What Your Injury Lawyer Owes You
According to the Rules of Professional Conduct in Minnesota, here are five things that lawyers owe their clients:
1. Competence – There is a minimum standard of competence that every lawyer must have in order to legally represent clients at trial, and that includes having the right degrees and passing the state’s bar examination. However, that doesn’t mean that they are considered competent to handle any and all cases. Lawyers must be competent for the case at hand, meaning they should not accept a case that they are not equipped to handle. The Professional Code states that “A lawyer shall provide competent representation to a client. Competent representation requires the legal knowledge, skill, thoroughness, and preparation reasonably necessary for the representation.” If they are not competent in the specific subject matter, they should refer the client to someone who is better equipped to handle the case.
2. Honesty – We expect you to be honest with us, and we need to be honest with you to the best of our abilities. Most lawyers will never speak in guarantees because rarely is anything certain in court, but lawyers should not misrepresent a client’s rights, the lawyer’s experience or abilities or your chances of winning at trial. Knowingly doing so would be unethical and against the code of conduct.

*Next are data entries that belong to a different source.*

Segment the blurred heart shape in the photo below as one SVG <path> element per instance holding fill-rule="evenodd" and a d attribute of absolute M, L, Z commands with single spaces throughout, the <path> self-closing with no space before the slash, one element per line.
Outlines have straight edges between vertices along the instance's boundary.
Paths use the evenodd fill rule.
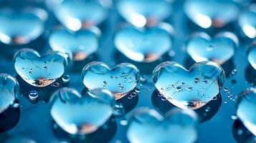
<path fill-rule="evenodd" d="M 256 41 L 249 46 L 247 53 L 249 63 L 256 70 Z"/>
<path fill-rule="evenodd" d="M 129 120 L 127 137 L 130 142 L 194 142 L 197 125 L 193 110 L 175 109 L 164 117 L 154 109 L 140 108 Z"/>
<path fill-rule="evenodd" d="M 194 64 L 189 70 L 174 61 L 160 64 L 153 72 L 158 92 L 174 105 L 199 109 L 210 102 L 225 81 L 223 69 L 212 61 Z"/>
<path fill-rule="evenodd" d="M 77 31 L 101 24 L 108 10 L 99 1 L 64 0 L 56 4 L 54 13 L 67 29 Z"/>
<path fill-rule="evenodd" d="M 16 45 L 29 43 L 44 32 L 47 17 L 40 9 L 0 9 L 0 41 Z"/>
<path fill-rule="evenodd" d="M 140 73 L 136 66 L 121 63 L 110 69 L 103 62 L 93 61 L 82 69 L 82 78 L 88 89 L 103 88 L 119 99 L 135 89 Z"/>
<path fill-rule="evenodd" d="M 30 85 L 44 87 L 61 77 L 67 65 L 64 54 L 50 51 L 40 54 L 32 49 L 22 49 L 14 58 L 17 74 Z"/>
<path fill-rule="evenodd" d="M 54 51 L 68 54 L 74 61 L 81 61 L 95 53 L 99 47 L 100 30 L 93 26 L 77 31 L 60 29 L 49 37 L 49 44 Z"/>
<path fill-rule="evenodd" d="M 19 89 L 19 83 L 14 77 L 0 74 L 0 114 L 15 103 Z"/>
<path fill-rule="evenodd" d="M 237 37 L 231 32 L 219 33 L 213 38 L 198 33 L 189 40 L 186 50 L 196 62 L 212 61 L 222 64 L 233 56 L 237 44 Z"/>
<path fill-rule="evenodd" d="M 51 97 L 50 113 L 54 122 L 71 134 L 85 135 L 98 130 L 113 115 L 115 99 L 105 89 L 93 89 L 81 95 L 64 87 Z"/>
<path fill-rule="evenodd" d="M 171 13 L 171 2 L 168 0 L 123 0 L 117 5 L 119 14 L 137 27 L 155 25 Z"/>
<path fill-rule="evenodd" d="M 184 9 L 186 16 L 204 29 L 222 27 L 236 20 L 240 12 L 232 1 L 189 0 L 185 1 Z"/>
<path fill-rule="evenodd" d="M 126 57 L 137 62 L 152 62 L 171 49 L 172 31 L 166 24 L 145 29 L 126 26 L 116 31 L 114 43 Z"/>
<path fill-rule="evenodd" d="M 252 4 L 238 17 L 238 24 L 244 34 L 250 39 L 256 38 L 256 4 Z"/>
<path fill-rule="evenodd" d="M 237 115 L 245 127 L 256 135 L 256 89 L 242 92 L 236 101 Z"/>

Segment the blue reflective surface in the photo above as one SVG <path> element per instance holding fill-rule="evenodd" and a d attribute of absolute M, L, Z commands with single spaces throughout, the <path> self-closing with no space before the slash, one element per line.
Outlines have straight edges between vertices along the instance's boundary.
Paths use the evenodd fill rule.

3. Confidentiality – Attorney-client privilege exists for a reason, and if a lawyer violates this code, they can end up in major trouble. Your lawyer is only allowed to share information about your case in extreme circumstances. Your privacy is important, and what you share with your lawyer will stay between you and your lawyer. In fact, this standard exists even if you don’t move forward with that lawyer. Per the Rules of Professional Conduct, “Even when no client-lawyer relationship ensues, a lawyer who has consulted with a prospective client shall not use or reveal information obtained in the consultation.” Attorney-client privilege exists even if you decide that the lawyer you met with is not a great fit for your case.
4. Communication – Your lawyer is also required to stay in communication with you in a reasonable manner. We always talk with our clients to see what mode of communication works best for them and how often they’d like to be updated about their case, but a certain level of communication is professionally required. According to the Rules of Professional Conduct, “A lawyer shall explain a matter to the extent reasonably necessary to permit the client to make informed decisions regarding the representation.” A lawyer needs to answer your questions, discuss strategy and keep you updated about your case within reason.
5. Diligence – Finally, once you’ve hired your lawyer, they need to represent you to the best of their abilities. They can’t just mail it in and assume that any award is good enough. They need to provide you with the best help possible. The code states that “a lawyer shall act with reasonable diligence and promptness in representing a client.” If you don’t feel like your lawyer is doing their due diligence on your case, they could be violating the Rules of Professional Conduct. If you feel this is the case, you need to first have a conversation with your lawyer to try and get on the same page before taking your issues somewhere else, because it could just be a misunderstanding or mismatched expectations.